Polistes is the most common genus of social wasps. The species Polistes dominulus (PD), Polistes gallicus and, to a lesser extent, Polistes nymphus are largely diffused in Europe (1), with a greater distribution in the Mediterranean areas (Italy, Greece, Spain, France and North Africa). PD is also present around the Caspian Sea and across Russia and China (2). Until 1996, when Anallergo (Florence, Italy) started the production of PD venom, only a mixture of the American Polistes (AP) species was commercially available for diagnosis and therapy. Of note, the American species are not present in Europe and recent studies (3, 4) show that American and European species of Polistes are phylogenetically distant. We describe the case of a patient for whom immunotherapy with AP extract was ineffective due to the poor cross-reactivity with PD venom.
The patient is a 39-year-old woman, who 7 years ago developed a severe grade 4 allergic reaction following hymenoptera sting. She had asthma, urticaria and hypotension and was therefore treated with adrenaline at the emergency department. The insect could not be directly identified, but it was supposed to be a wasp, due to the absence of the sting in the skin lesion. Intradermal tests, performed with commercial extracts (Stallergenes, Milan, Italy) gave a strongly positive reaction to AP mix (0.1 μg/ml) and a mild reaction to vespula venom (1.0 μg/ml), whereas honeybee venom was negative. Specific IgE (CAP test, Pharmacia & Upjohn Diagnostic, Uppsala, Sweden) were 2.61 kU/l for AP and negative for vespula and honeybee. Based on these results, immunotherapy with an AP extract (Stallergenes) was started and a maintenance dose of 100 μg was reached in 7 weeks. After 4 years the patient was stung again by a wasp, perhaps a Polistes, with subsequent grade III reaction (urticaria, angioedema and asthma). At this point, the diagnostic workup was repeated, including also the newly available PD extract. The intradermal test was strongly positive for PD (0.1 μg/ml) and negative for bee and vespula. Specific immunoglobulin (Ig) E were 4.94 kU/l for PD, 1.93 kU/l for AP and negative for vespula and bee.
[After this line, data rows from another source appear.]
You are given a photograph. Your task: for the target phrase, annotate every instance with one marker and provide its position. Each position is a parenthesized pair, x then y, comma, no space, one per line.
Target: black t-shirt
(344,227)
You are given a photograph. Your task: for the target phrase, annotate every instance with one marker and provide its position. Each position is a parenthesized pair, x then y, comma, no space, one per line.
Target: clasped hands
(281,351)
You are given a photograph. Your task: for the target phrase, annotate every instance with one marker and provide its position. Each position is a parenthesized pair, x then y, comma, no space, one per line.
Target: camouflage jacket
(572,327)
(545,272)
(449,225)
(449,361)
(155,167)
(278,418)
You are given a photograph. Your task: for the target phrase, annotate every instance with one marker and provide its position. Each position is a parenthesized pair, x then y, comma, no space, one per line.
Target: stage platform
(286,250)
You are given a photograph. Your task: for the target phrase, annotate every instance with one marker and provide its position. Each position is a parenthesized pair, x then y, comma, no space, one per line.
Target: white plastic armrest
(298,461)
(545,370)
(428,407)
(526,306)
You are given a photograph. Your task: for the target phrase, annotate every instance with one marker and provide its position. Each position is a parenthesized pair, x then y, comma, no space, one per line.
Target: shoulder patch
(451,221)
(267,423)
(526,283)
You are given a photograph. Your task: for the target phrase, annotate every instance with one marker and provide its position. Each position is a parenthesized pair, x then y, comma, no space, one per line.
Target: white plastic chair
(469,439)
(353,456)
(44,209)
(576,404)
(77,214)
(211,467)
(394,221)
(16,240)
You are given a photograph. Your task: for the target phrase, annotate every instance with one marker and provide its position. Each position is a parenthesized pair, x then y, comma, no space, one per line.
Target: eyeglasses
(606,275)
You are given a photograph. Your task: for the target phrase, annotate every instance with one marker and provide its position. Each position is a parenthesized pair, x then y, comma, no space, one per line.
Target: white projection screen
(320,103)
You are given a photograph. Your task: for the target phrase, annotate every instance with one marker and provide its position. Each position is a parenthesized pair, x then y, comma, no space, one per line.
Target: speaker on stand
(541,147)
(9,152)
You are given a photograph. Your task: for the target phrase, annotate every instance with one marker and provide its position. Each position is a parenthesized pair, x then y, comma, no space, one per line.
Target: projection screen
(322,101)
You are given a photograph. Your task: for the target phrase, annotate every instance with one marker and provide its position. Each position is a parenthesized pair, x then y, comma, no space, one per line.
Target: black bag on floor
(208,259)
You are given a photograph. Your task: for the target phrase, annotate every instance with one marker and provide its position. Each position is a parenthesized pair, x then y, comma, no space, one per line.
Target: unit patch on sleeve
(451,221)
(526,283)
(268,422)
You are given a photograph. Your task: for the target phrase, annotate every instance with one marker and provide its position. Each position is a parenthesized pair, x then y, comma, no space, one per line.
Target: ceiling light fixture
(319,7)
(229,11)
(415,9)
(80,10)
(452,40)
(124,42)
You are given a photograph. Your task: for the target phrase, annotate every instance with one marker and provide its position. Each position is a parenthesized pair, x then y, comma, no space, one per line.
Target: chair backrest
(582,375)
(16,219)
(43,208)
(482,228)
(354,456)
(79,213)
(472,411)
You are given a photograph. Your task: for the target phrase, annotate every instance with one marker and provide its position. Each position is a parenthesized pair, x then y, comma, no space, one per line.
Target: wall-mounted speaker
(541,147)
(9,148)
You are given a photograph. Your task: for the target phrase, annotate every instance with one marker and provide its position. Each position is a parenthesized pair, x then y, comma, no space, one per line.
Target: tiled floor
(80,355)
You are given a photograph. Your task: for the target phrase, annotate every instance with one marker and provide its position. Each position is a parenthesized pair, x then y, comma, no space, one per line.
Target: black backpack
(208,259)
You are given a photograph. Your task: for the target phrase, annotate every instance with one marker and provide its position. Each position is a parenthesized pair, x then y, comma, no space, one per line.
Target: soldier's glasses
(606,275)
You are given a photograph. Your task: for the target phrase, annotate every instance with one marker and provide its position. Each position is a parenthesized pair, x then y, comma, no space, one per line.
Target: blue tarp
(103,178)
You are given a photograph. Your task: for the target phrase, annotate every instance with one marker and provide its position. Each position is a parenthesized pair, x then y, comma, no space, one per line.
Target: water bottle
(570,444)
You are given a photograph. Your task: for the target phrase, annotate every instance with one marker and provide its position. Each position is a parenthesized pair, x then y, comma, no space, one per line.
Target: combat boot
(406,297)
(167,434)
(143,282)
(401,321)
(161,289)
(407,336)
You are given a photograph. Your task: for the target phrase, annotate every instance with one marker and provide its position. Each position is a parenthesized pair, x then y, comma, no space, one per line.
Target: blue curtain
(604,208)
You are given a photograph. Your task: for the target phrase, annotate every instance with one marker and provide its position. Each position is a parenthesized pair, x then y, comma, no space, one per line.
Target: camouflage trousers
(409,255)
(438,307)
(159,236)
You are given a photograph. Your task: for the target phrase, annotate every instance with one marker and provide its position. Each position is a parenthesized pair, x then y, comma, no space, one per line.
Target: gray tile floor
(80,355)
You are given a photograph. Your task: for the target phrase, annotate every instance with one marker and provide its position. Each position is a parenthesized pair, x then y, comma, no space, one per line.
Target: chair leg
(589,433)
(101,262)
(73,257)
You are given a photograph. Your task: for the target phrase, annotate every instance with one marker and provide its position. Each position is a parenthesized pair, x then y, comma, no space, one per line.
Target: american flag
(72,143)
We carried out a CAP-inhibition assay, according to Straumann and slightly modified (5), in order to assess the cross-reactivity between PD and AP mix. The patient’s serum was incubated overnight either with PD venom or AP mix, then IgE against PD and AP were measured. After incubation with AP extract, the AP-specific IgE were reduced, as expected, by 74% and the same happened for PD-specific IgE after incubation with PD venom (77%). On the contrary, after incubation with AP mix, the PD-specific IgE were reduced only by 39%. The protein components of PD venom (5 or 20 μg/lane) were resolved via sodium dodecyl sulphate polyacrylamide gel electrophoresis (Bio-Rad, Hercules, CA, USA; gel Criterion XT 12%) and stained with Coomassie blue. Vespula germanica venom and an extract of Cupressus arizonica were also run as controls. The protein bands of hyaluronidase (Pol d 2), phospholipase (Pol d 1, Ves g 1) and antigen 5 (Pol d 5) were identified at 43 kDa, 35 kDa and 25 kDa, respectively (Fig. 1A). Subsequently, the proteins were transferred onto nitrocellulose (Bio-Rad, Trans-Blot Transfer Medium 0.2 μm, Tris/Gly buffer) and incubated with the patient’s serum. The protein-bound IgE were detected with peroxydase-conjugated anti-IgE (Sigma, St Louis, MO, USA) and a chemiluminescent system (Amersham, Piscataway, NJ, USA; ECL Plus). The patient’s IgE recognized Pol d 1, Pol d 2, Pol d 5 and Ves g 1 (that has 75% homology with Pol d 1; Fig. 1B). Finally, the same experiment was repeated after incubating the serum with PD venom (2 mg/ml), and obtaining the complete inhibition of IgE binding.
According to these results, a new immunotherapy course with PD venom was started. After 1 year of treatment, the patient was stung by a Polistes and displayed only a large local reaction. This indirectly confirms that the immunotherapy was correctly prescribed. Our clinical and immunological results suggest that, at least in the Mediterranean areas, the diagnostic workup for hymenoptera sting should always include PD, as the AP mix may lead to misdiagnosis and consequent nonprotective immunotherapy.